I pity windows users on a daily basis for their lack of a easy-to-use, powerful, general purpose scripting language. Linux an Mac (owing to OS X's BSD heritage) have a a plethora from which to choose. It's gotten to the point where I cannot operate a computer without being able to script things... It is very difficult to suffer away on a Windows box that lacks cygwin.
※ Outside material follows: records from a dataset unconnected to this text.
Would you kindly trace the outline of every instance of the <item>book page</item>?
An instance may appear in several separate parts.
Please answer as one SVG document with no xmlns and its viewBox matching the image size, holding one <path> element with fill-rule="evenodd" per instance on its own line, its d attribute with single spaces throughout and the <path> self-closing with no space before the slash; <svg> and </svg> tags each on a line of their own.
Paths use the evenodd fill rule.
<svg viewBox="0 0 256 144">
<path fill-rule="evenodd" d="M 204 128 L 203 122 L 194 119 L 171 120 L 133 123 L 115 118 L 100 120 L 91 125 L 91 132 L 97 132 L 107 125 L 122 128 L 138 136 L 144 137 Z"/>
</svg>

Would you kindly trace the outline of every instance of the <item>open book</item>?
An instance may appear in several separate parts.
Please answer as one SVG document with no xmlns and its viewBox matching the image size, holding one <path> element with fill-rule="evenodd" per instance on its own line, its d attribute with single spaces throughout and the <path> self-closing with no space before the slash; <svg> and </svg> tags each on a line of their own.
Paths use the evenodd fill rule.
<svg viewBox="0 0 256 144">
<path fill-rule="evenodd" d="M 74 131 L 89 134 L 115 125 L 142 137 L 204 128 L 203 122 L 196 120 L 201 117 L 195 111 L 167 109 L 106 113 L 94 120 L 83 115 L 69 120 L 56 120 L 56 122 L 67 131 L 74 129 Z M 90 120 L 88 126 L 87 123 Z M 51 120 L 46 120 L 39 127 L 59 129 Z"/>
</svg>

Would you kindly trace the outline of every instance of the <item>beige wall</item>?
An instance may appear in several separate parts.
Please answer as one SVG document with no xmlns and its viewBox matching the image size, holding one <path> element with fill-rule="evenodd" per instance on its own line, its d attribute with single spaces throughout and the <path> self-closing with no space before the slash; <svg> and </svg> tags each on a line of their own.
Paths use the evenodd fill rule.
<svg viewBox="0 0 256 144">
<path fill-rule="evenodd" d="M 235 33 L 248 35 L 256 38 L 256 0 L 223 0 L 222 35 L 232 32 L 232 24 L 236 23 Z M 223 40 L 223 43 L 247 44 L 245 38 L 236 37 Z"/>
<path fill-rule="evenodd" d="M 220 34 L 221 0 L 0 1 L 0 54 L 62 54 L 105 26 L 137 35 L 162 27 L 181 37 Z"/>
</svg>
There are at least two ways to make recursive bash scripts. The most obvious way is to just call itself (any bash script behaves just like any other command). For example, this would encode all wav files recursively in a directory tree (assume the script is named "mppall"):
CODE
#!/bin/bash
for file in *.wav; do
mppenc --standard --xlevel "$file"
done
for file in *; do
if [ -d "$file" ]; then
cd "$file"
mppall
cd ..
fi
done
You can also define functions. Functions act exactly like mini shell scripts that operate within other shell scripts and are called the same way as anything else. If you define a function in your .bashrc or .bash_profile (depending on your system, either may work, or just one...) it will be available in your shell environment and can be used like any other command. They can also call themselves recursively. This is the same script as the one above, except it uses a function and operates on it's command line parameters instead of the current directory.
CODE
#!/bin/bash
function mppdir() {
for file in "$1"/*.wav; do
mppenc --standard --xlevel "$file"
done
for file in "$1"/*; do
if [ -d "$file" ]; then
mppdir "$file"
fi
done
}
for param in "$@"; do
mppdir "$param"
done
It first defines the function, then calls it for every command line parameter. Isn't that just sexy? You could probably do the same thing with "find" but I did it this way to illustrate the scripting technique.